Setting up Development Environment

# Clone repository
git clone https://github.com/robodreamer/dhb-xr.git
cd dhb_xr

# Install in development mode with all dependencies
pip install -e ".[dev,all]"

# Or using Pixi (recommended)
pixi install

Running Tests

# Run all tests
pytest tests/

# Run specific test file
pytest tests/test_encoder.py

# Run with coverage
pytest tests/ --cov=src/dhb_xr --cov-report=html

# Run tests for specific backends
pixi run test-casadi  # CasADi optimization tests

Optional CusADi Decode Libraries

The repository includes fixed-horizon .casadi artifacts and generated CUDA source for CusADi decode. Normal installs use compiled binaries from the dhb_xr cache when they exist and fall back to CPU decode otherwise.

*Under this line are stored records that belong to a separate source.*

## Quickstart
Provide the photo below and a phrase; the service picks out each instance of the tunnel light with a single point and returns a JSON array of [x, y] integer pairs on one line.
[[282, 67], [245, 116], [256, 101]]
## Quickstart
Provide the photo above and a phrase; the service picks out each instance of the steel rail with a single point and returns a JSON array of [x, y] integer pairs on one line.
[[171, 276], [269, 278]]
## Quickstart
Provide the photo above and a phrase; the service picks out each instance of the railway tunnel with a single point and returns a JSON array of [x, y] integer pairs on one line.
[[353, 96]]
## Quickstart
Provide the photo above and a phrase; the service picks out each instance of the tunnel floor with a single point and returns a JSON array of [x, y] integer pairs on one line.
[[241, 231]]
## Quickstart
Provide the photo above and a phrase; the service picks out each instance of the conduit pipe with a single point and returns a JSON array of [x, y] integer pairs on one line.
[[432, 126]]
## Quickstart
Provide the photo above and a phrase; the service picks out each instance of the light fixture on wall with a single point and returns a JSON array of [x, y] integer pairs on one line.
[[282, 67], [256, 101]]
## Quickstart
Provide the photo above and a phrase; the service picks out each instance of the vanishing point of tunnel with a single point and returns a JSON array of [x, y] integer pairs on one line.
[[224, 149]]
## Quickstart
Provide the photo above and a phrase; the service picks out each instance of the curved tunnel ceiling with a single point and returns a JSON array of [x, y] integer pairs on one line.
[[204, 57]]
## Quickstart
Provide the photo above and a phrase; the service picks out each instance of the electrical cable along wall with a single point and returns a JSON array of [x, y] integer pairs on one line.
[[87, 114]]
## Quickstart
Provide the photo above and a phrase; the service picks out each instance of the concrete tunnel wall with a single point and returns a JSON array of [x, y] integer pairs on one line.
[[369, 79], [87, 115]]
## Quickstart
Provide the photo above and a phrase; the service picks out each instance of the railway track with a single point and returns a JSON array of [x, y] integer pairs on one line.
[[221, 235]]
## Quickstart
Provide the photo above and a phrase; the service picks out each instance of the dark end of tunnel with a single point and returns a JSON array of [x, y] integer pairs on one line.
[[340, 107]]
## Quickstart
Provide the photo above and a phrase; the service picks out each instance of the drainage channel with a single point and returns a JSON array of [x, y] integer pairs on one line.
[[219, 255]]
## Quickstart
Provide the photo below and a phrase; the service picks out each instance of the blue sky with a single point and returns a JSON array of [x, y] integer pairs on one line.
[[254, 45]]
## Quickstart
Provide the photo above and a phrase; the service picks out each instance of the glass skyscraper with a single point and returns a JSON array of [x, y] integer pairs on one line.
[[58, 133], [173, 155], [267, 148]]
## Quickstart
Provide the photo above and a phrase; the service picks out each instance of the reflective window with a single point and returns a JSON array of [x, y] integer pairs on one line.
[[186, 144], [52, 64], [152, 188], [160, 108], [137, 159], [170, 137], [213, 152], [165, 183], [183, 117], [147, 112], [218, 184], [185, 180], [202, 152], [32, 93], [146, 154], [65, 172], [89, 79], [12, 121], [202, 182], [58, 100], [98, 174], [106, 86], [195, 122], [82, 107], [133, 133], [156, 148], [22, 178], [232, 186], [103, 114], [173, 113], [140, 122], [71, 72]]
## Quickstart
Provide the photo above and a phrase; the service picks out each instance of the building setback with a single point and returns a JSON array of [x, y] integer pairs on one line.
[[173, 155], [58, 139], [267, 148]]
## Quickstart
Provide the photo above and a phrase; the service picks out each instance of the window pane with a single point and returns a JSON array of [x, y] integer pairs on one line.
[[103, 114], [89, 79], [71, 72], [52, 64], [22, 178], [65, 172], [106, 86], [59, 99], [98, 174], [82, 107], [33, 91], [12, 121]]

# Build all supported fixed-horizon libraries into the default cache
pixi run python -m dhb_xr.optimization.build_cusadi_decode --horizons 50 80 100 150 200

# Inspect paths without writing files
pixi run python -m dhb_xr.optimization.build_cusadi_decode --horizons 100 --dry-run

Set DHB_XR_CUSADI_CACHE to use a project-local cache during development or deployment testing.

Code Quality

# Format code
ruff format src/ tests/

# Lint code
ruff check src/ tests/

# Type checking
mypy src/dhb_xr

Building Documentation

# Build documentation
mkdocs build

# Serve documentation locally
mkdocs serve

Project Structure

dhb_xr/
├── src/dhb_xr/
│   ├── core/           # Core types and geometry
│   ├── encoder/        # DHB encoding functions
│   ├── decoder/        # DHB decoding functions
│   ├── optimization/   # Trajectory optimization
│   ├── database/       # Motion storage and retrieval
│   ├── tokenization/   # VQ-VAE tokenization
│   ├── losses/         # Imitation learning losses
│   ├── visualization/  # Plotting utilities
│   └── utils/          # Additional utilities
├── tests/              # Unit and integration tests
├── examples/           # Example scripts
├── docs/               # Documentation
└── notebooks/          # Jupyter notebooks

Contributing

  1. Fork the repository
  2. Create a feature branch (git checkout -b feature/amazing-feature)
  3. Commit your changes (git commit -m 'Add amazing feature')
  4. Push to the branch (git push origin feature/amazing-feature)
  5. Open a Pull Request

Release Process

Automated PyPI Publishing

  1. Update version: pixi run version --bump patch or pixi run version 0.4.0
  2. Update CHANGELOG.md
  3. Commit and push changes
  4. Create and push a matching git tag, for example git tag v0.4.0 && git push origin v0.4.0
  5. The tag-triggered release workflow builds and publishes to PyPI

Manual Publishing

pixi run setup-pypirc
pixi run build-dist
pixi run upload-testpypi
python -m pip install -i https://test.pypi.org/simple/ dhb_xr
pixi run upload-pypi

PyPI and TestPyPI API tokens are stored in ~/.pypirc or environment variables.